In November, Community Board 6 supported Toll Brothers’ request to rezone two blocks to allow the first large, mixed-income housing project on the banks of the polluted waterway.
But the board voted last week to make that approval contingent on a legally binding agreement to construct affordable housing on the site.
Toll Brothers says the plan sets aside 30 percent of the proposed units as “affordable housing” — but until the developer puts the offer in writing, some residents fear that the builder will take advantage of the lucrative zoning change yet then claim that the poor economy makes it impossible to the company to follow through on the affordable housing promise.
Changing the zoning from manufacturing to resident would allow Toll Brothers to build 12-story towers on the site, which is bounded by Carroll, Second, and Bond streets and the canal.
“[Toll Brothers] certainly represented the project as having affordable housing at its core — and that made people willing to accept something that is uncharacteristically larger than would otherwise be allowed,” CB6 District Manager and City Council hopeful Craig Hammerman said after the nearly unanimous Feb. 11 vote. “So if they are unable to provide that affordable housing, there is no reason they should be allowed to build something of that size and bulk.”
But the builders say they won’t put their promise of affordable housing in writing, mostly because federal subsidies that typically subsidize the construction of low-income housing have begun drying up.
“We’ve always envisioned affordable as part of this project, and we continue to envision it — but affordable housing is not built without subsidies, and if for some reason, subsidies were not available, then we would not be able to build the affordable [units],” said Toll Brothers Vice President David Von Spreckelsen.

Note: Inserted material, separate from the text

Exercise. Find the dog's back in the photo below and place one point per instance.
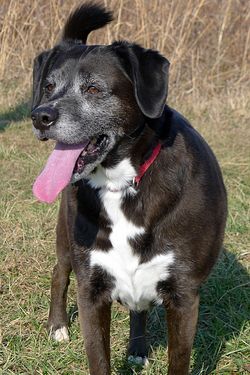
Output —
(143, 206)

“The suggestion that we put something in the deed restriction — something that has never been done in New York City — is not something we would ever entertain as rational business people,” he added.
It’s unclear whether such an agreement has actually “never been done,” according to Department of Housing Preservation and Development spokesman Seth Donlin — but it certainly isn’t common.
“While [developers] are strongly incentivized to provide affordable housing, making them write it into the deed is not something that the city would typically do,” he said. “We act through incentives, not mandates.”